Now I know that I need to list out filenames using the file name pattern in each directory. I also know that I need to run unzip -v on each of those zip file names. And I needed the names of the files and also the last line of the unzip -v filename command. And after some trial and error using man and google, I came up with the series of commands below:

ls \*20130112\*history\*.zip | xargs -d '\\n' -I % sh -c 'unzip -v % | tail -n1 | awk -v fname="%" '\\''BEGIN{OFS=",";}{print fname,$1,$2,$4}'\\'''  

In case you didn’t understand what each of those pipe separated commands did read further. ’ls *20130112*history*.zip’ would list out all the files that match the pattern as a list. I pass this list on to xargs. Now xargs is a command that is used to accept arguments from stdin and run a variety of other commands on each of those arguments. To know more go to xargs - Wikipedia

To elaborate on xargs and the options that I used. ‘-d’ is used to denote the delimiter of the arguments. In my case the list of file names were separated by new lines as provided by ’ls’. So I specified “-d ‘\n’”. -I option of xargs is a way of marking a placeholder. -I is followed by ‘%’, this is telling xargs to replace all occurences of ‘%’ that followed with a filename.
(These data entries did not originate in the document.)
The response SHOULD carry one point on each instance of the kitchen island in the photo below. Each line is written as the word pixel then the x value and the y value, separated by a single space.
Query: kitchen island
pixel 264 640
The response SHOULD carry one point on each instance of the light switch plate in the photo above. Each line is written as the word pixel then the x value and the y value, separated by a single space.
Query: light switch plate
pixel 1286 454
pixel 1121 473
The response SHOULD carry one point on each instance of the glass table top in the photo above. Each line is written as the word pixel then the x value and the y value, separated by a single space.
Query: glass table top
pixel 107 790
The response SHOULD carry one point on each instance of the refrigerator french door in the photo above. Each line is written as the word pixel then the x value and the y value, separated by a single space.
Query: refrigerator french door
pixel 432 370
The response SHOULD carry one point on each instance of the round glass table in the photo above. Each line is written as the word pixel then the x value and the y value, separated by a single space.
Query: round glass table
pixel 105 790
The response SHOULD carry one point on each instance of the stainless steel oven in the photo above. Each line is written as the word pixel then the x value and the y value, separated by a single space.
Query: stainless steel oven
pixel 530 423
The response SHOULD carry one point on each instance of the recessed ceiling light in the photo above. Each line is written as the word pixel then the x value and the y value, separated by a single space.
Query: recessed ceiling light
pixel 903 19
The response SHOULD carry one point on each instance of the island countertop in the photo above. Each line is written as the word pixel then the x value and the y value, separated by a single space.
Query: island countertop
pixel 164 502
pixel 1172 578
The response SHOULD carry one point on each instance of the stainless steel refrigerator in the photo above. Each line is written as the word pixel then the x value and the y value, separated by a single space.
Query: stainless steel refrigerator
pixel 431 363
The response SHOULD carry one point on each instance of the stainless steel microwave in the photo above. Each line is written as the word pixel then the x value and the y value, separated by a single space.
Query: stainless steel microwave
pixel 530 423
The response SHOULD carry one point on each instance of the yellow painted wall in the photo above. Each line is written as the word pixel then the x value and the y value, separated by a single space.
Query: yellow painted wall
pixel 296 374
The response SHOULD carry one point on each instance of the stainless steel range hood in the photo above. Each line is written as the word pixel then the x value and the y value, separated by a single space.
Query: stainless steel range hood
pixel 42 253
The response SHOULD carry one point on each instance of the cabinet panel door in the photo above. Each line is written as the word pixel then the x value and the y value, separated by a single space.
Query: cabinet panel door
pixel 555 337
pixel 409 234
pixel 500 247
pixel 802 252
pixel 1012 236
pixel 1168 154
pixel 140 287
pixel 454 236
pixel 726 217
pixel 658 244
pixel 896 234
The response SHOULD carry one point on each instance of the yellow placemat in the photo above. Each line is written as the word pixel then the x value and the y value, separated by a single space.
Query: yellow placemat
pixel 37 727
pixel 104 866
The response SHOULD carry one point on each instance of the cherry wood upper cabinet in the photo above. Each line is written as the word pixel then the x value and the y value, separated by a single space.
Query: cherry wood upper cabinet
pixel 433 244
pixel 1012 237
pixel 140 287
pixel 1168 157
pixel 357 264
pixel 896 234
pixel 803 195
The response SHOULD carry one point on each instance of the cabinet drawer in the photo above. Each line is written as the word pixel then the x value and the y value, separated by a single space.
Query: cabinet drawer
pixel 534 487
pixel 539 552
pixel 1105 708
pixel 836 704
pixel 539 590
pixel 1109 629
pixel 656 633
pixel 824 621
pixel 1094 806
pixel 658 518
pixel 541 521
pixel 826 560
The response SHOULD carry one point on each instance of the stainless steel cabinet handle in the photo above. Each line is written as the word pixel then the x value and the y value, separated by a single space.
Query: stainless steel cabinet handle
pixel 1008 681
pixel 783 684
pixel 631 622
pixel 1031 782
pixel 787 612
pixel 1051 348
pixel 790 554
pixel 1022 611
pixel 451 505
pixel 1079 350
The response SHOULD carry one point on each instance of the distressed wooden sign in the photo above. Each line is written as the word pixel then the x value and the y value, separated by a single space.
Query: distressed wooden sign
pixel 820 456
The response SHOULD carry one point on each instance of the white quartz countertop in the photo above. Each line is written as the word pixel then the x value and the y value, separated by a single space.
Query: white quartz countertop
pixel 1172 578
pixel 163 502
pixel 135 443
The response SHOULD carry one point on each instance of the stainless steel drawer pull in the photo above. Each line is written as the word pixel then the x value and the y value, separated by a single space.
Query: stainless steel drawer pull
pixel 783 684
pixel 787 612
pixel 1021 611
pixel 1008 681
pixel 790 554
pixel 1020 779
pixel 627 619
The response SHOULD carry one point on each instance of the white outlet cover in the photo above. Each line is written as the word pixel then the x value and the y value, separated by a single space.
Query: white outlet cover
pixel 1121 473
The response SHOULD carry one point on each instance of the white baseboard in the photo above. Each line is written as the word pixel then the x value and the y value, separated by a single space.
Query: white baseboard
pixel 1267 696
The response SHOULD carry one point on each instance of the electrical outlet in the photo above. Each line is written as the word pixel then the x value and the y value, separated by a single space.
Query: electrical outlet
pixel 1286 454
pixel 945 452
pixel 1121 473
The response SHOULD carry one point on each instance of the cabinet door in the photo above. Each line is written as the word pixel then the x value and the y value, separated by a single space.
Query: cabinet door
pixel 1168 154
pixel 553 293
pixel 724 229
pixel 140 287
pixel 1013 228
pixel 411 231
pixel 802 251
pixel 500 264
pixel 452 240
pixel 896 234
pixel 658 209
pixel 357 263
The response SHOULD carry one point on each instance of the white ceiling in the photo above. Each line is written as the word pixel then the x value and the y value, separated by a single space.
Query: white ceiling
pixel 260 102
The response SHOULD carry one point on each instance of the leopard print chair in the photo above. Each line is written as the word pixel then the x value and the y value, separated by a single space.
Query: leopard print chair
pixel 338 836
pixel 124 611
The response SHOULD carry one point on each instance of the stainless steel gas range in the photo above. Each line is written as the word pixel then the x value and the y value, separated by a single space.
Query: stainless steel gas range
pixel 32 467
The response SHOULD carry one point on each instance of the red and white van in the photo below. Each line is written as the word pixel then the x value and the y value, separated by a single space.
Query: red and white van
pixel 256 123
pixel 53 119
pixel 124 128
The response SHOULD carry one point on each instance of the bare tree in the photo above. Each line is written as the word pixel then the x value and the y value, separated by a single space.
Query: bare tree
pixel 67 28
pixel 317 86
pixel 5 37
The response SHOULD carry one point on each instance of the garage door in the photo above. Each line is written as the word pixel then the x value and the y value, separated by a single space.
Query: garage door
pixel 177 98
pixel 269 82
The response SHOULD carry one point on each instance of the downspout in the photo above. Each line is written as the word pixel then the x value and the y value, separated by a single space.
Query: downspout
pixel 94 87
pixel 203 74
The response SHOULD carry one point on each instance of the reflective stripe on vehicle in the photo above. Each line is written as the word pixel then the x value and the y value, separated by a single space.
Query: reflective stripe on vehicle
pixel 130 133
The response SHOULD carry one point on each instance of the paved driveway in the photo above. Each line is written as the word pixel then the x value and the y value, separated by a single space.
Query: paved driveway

‘sh -c’ is used to let me run commands within single quotes that followed in other words it is passing commands to ‘sh’ within single quotes. You can google about it.

In the quotes that follows I right the stuff that I actually need to collect.

unzip -v %   

The above unzip command would display what I mentioned earlier, the % would be replaced with the name of the zip file, one at a time. I pass on the output of this command to tail.

tail -n1   

Tail command by default prints out the last 10 lines of whatever stream is input to it. Here I’m passing in the output of unzip -v and I also use the option -n1 to retrieve only the last 1 line. The output of this is passed on to an awk command.

Now I can’t teach you awk. Not that I don’t like it. But because someone has already taken all the pain in the world to put together the best tutorial I’ve ever seen on the web about awk here: Awk Tutorial. So I’ll just explain the options that I have used with awk.

awk -v  

The option defines a variable that can be used inside the awk’s script. So I’ve declared a variable fname with the value of % (which is nothing but the name of the file). Now you might see an awkward cluttered set of single quotes and a backslash. To know more about quoting on bash please use google. Sorry for being lazy. The idea was to get the quote that is used to begin an awk script inside the quotes in which we pass all these commands to ‘sh -c’.

Then I define the Output Field Separator (OFS) as a simple comma. Because I intend to copy comma separated values and paste it into MS Excel and get it into different columns automatically for me. And finally I print out the fname variable, the first field, second field and fourth field. These fields are explained above.